La nostra peculiarità è che non facciamo attività specifiche per non vedenti, ma ci impegniamo a eliminare per tutti ogni tipo di barriera. Il tatto consente a chiunque una percezione della forma che è qualitativamente diversa rispetto a quella visiva. Conoscere una scultura con gli occhi o con le mani non è lo stesso. Così la gente ha ritrovato il piacere di toccare: in quel gesto è insito un rapporto affettivo che, a differenza della vista, elimina ogni distanza tra oggetto e soggetto. Al tocco, però, preferisco la carezza, perché abbiamo bisogno di accarezzare le cose e le persone che amiamo.

Come si svolge la visita?

Alcuni si bendano e poi toccano le opere, per concentrarsi sulle sensazioni non visive. Per molti diventa una situazione ludica, ma consente anche di immedesimarsi nella vita di chi è cieco. Altri preferiscono un’esperienza multisensoriale che coinvolge tatto e vista.

Il tema della fruizione dell’arte attraverso la multisensorialità è quasi secolare. Il nostro riferimento è il Manifesto del Tattilismo pubblicato l’11 gennaio 1921 da Filippo Tommaso Marinetti, il primo tra gli artisti che in modo consapevole sottolinea il valore specifico e autonomo del tatto dal punto di vista tecnico e artistico. La multisensorialità oggi interessa gli autori contemporanei perché contrasta quel concetto secondo cui l’arte è essenzialmente visione. Una concezione dominante per 2.500 anni che risale a Platone, per il quale l’arte è uno strumento indiretto per la contemplazione, attraverso gli occhi della mente e dell’anima, delle idee, parola che etimologicamente significa visione.

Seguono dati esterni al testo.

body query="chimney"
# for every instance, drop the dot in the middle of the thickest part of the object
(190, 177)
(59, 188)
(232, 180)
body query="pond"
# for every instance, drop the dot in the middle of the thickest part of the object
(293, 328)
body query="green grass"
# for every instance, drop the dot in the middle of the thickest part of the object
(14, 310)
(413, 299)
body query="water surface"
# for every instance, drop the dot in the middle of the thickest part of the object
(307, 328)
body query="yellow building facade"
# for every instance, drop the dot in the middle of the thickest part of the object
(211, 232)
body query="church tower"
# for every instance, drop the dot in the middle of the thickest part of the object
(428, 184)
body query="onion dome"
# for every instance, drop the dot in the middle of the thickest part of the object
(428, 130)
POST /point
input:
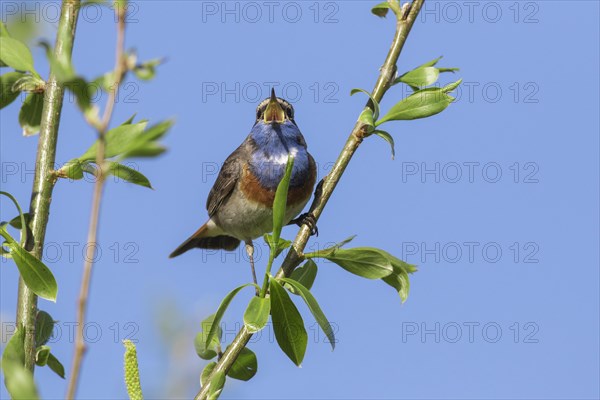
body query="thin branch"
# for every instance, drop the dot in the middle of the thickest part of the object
(119, 73)
(405, 21)
(43, 182)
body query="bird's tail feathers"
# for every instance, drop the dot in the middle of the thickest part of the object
(198, 239)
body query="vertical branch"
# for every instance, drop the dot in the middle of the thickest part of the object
(406, 17)
(44, 179)
(119, 73)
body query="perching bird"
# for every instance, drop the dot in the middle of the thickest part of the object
(240, 204)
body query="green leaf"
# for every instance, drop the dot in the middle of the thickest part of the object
(287, 324)
(147, 70)
(388, 138)
(30, 116)
(375, 103)
(29, 83)
(56, 366)
(14, 350)
(158, 130)
(280, 202)
(206, 372)
(19, 381)
(367, 262)
(366, 117)
(34, 273)
(257, 313)
(210, 351)
(215, 325)
(245, 366)
(314, 308)
(72, 169)
(430, 63)
(44, 326)
(305, 275)
(451, 86)
(421, 104)
(131, 140)
(422, 76)
(132, 373)
(7, 94)
(105, 82)
(282, 245)
(3, 30)
(23, 219)
(399, 278)
(399, 281)
(381, 9)
(118, 140)
(42, 353)
(128, 174)
(16, 54)
(216, 385)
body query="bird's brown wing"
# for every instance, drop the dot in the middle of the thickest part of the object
(230, 173)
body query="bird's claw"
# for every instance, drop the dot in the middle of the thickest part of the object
(309, 220)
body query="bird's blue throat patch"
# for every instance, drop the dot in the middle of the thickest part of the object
(273, 143)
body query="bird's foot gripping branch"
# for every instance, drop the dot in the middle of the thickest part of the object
(235, 360)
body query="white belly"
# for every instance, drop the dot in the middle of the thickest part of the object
(246, 220)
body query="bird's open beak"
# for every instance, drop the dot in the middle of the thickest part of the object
(274, 112)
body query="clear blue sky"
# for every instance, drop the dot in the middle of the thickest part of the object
(496, 199)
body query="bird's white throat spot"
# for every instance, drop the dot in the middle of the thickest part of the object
(281, 159)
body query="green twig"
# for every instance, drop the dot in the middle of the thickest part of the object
(405, 21)
(43, 183)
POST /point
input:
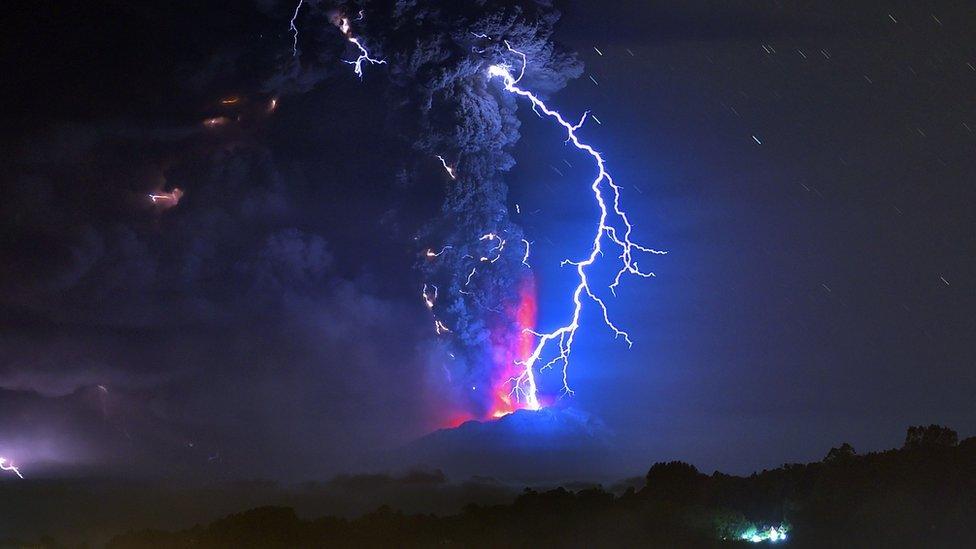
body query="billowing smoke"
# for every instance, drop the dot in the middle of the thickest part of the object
(437, 56)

Tuttavia se si può provare un’autentica emozione attraverso le mani, come si fa a dire che la scultura è arte visiva? È necessario allora recuperare un approccio più totale nell’esperienza estetica, con molteplici strumenti.

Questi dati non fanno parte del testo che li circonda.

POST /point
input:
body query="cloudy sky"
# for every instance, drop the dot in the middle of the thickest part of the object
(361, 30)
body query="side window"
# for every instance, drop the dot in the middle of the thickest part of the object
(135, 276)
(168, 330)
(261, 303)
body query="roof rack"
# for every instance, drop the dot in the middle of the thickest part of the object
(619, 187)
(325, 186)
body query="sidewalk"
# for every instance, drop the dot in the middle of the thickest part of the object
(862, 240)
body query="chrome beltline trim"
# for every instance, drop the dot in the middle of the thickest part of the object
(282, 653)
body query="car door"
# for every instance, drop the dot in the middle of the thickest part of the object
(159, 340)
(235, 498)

Perché avete scelto Montessori e Munari?

Per noi il tatto è il senso principale, ma cerchiamo sempre di valorizzare la multisensorialità, così abbiamo individuato due riferimenti storici che l’hanno anticipata. Montessori non era un’artista, ma un medico, una pedagogista, e ha sottolineato con forza la necessità di educare tutti i sensi, dal punto di vista cognitivo ed estetico. Per Munari il discorso è ancora più ovvio perché si è concentrato su tutti i sensi nel suo lavoro di pedagogista e soprattutto di artista, influenzato anche lui dal Manifesto di Marinetti. Queste due personalità, molto popolari nelle scuole e tra gli educatori, pur essendo diverse tra loro hanno un comune denominatore: l’interesse estetico dimostrato nel loro lavoro.